I believe, hopefully someone else can verify this, that GFR [tex]\geq[/tex] Exergy of a system for an isothermal and isobaric process or system.
oldsloguy said:I'm also posting this question in the physics forum to see if anyone there can help.
Andy Resnick said:
OOP, sorry. My thinking was that some people might not look at all of the different forums. BTW what is a "PM" and how do I do it?stewartcs said:Don't double post. If in doubt PM a Mentor and they will help you decide where to put it (or move it).
CS
oldsloguy said:OOP, sorry. My thinking was that some people might not look at all of the different forums. BTW what is a "PM" and how do I do it?
oldsloguy said:Thanks for the responses. So would it be fair to say that the Gibbs Free Energy would be a specific case of the more general Exergy. That is that for isothermal and isobaric processes the GFE and Exergy would be equal and computed in the same manner?
Topher925 said:a systems equilibrium may not allow all available energy to be extracted, which can be determined by the GFE, still assuming an isobaric and isothermal process of course.
Exergy is a measure of the maximum amount of work that can be extracted from a system while it comes to equilibrium with its surroundings. Gibbs free energy, on the other hand, is a measure of the maximum amount of work that can be extracted from a system while it is kept at constant temperature and pressure. In other words, exergy takes into account the non-equilibrium state of a system, while Gibbs free energy only considers the equilibrium state.

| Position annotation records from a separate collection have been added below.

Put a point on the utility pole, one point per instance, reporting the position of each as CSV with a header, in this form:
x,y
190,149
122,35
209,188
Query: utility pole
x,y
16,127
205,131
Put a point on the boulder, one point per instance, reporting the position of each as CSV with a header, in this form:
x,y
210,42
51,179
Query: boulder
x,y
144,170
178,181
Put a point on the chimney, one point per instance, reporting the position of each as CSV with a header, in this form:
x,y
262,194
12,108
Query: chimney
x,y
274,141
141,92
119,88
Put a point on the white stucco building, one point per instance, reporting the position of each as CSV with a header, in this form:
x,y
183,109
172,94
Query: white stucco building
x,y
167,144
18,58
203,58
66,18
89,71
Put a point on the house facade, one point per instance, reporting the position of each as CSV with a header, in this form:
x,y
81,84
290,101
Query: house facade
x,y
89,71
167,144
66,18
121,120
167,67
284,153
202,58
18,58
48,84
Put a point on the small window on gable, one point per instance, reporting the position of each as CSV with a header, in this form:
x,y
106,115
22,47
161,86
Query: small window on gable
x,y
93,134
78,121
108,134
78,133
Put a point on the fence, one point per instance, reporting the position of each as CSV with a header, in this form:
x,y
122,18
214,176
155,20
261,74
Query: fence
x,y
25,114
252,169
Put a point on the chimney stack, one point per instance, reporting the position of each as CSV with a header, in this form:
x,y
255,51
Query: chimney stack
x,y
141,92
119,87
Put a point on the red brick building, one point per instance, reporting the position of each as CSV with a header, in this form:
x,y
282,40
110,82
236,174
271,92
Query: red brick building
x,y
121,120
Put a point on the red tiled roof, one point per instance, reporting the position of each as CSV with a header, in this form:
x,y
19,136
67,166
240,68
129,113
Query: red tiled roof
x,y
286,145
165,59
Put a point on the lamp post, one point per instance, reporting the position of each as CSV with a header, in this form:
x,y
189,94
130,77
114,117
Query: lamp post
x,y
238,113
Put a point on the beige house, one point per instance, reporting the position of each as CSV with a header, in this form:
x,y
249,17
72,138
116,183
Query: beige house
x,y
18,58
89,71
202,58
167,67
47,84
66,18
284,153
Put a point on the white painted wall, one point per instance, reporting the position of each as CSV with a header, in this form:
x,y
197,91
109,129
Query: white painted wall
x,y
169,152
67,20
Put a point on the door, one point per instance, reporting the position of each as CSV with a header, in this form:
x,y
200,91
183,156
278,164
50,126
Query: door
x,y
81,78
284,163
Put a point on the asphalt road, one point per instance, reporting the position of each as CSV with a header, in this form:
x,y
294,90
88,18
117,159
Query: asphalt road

Entropy is a measure of the disorder or randomness of a system. Exergy, on the other hand, is a measure of the useful energy that can be extracted from a system. These two concepts are related in that the higher the entropy of a system, the lower its exergy will be. This is because as a system becomes more disordered, it becomes less useful for performing work.
Yes, exergy can be negative. This occurs when the exergy of a system decreases as it comes to equilibrium with its surroundings. This is often the case in real-world systems, where there is always some amount of energy loss due to irreversibilities.
Gibbs free energy is used as a thermodynamic potential that determines the direction in which a chemical or physical process will occur. In a closed system at constant temperature and pressure, a decrease in Gibbs free energy indicates that the process is thermodynamically favored and will occur spontaneously.
Exergy is often used in engineering to evaluate the efficiency and sustainability of energy systems. By considering the exergy of a system, engineers can identify areas where energy losses occur and work to improve the overall efficiency of the system. Exergy analysis is also used in the design of more sustainable and environmentally friendly processes and systems.